A controversy-prone former mayor has landed himself in a soup again, this time for his remarks targeting "dirty" Asian shops in his poor black-majority district, a racial slur that invited all-round criticism.
Washington DC Councilman Marion Barry, 76, who just after winning a primary on Tuesday declared that "we got to do something about these Asians" had to apologise quickly after his comments ignited anger.
Addressing his victory rally after being nominated by the Democrats for a third consecutive term in DC Council, Barry said, "We got to do something about these Asians coming in and opening up businesses and dirty shops."
"They ought to go. I'm going to say that right now. But we need African-American businesspeople to take their places, too," he said.
Barry apologised two days later after being hit by a barrage of criticism, and said he made a mistake by referring to a particular group. He said he was actually he was trying to refer to vendors who do not hire locals or sell unhealthy food with high caloric value.
"I'm very sorry for offending the Asian American community ... although (my remarks were) taken out of context by many about the conditions of some Ward 8 carry outs," he tweeted after the uproar. He said in a statement that he was referring only to some Asian American businesses that don't contribute to the neighbourhood.
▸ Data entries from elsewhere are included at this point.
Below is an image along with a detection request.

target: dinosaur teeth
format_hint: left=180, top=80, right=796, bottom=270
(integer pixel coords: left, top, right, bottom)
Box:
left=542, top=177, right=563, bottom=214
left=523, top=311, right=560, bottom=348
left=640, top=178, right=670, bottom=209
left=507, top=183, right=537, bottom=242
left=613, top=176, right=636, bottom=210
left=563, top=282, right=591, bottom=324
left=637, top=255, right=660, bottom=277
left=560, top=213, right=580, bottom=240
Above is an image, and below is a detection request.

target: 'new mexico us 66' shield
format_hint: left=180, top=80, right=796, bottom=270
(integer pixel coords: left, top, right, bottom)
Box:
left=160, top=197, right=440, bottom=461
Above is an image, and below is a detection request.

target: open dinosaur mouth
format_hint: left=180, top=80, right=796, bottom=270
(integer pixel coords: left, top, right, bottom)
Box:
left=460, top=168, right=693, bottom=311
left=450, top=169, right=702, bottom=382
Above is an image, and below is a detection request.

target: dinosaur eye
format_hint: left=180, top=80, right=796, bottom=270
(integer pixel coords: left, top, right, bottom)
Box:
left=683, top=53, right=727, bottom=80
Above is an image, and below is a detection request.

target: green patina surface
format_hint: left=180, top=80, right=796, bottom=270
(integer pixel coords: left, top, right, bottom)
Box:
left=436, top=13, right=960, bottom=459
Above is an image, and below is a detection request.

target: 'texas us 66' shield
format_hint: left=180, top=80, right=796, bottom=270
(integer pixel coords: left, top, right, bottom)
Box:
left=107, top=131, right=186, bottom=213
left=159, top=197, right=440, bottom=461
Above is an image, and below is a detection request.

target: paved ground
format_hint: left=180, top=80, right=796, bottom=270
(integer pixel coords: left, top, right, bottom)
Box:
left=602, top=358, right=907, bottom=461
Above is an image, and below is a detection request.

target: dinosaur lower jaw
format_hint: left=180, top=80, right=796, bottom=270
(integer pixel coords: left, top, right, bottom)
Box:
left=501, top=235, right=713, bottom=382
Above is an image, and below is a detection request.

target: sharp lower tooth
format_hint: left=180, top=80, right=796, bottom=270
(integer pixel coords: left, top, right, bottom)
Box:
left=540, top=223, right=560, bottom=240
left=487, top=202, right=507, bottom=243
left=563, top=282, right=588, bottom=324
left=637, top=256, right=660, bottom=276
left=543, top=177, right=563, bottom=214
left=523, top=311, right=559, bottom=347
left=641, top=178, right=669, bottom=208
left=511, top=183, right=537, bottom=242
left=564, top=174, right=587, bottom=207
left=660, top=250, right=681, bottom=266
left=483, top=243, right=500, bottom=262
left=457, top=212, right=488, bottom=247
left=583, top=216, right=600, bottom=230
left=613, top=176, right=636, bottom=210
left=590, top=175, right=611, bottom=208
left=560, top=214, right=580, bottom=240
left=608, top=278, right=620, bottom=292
"It is to these less than stellar Asian American businessmen in Ward 8 that my remarks were directed, not the whole of Asian businessmen in Ward 8 or, the Asian American population," he said.
While Asian organisations condemned the remarks, Mayor Vincent Gray said he "deeply disappointed". "There is no room in this wonderfully diverse city for comments that disparage anyone on the basis of race, ethnicity, gender, religion, disability or sexual orientation," he said.
Barry was in 1990 served six months in prison after being videotaped smoking crack cocaine.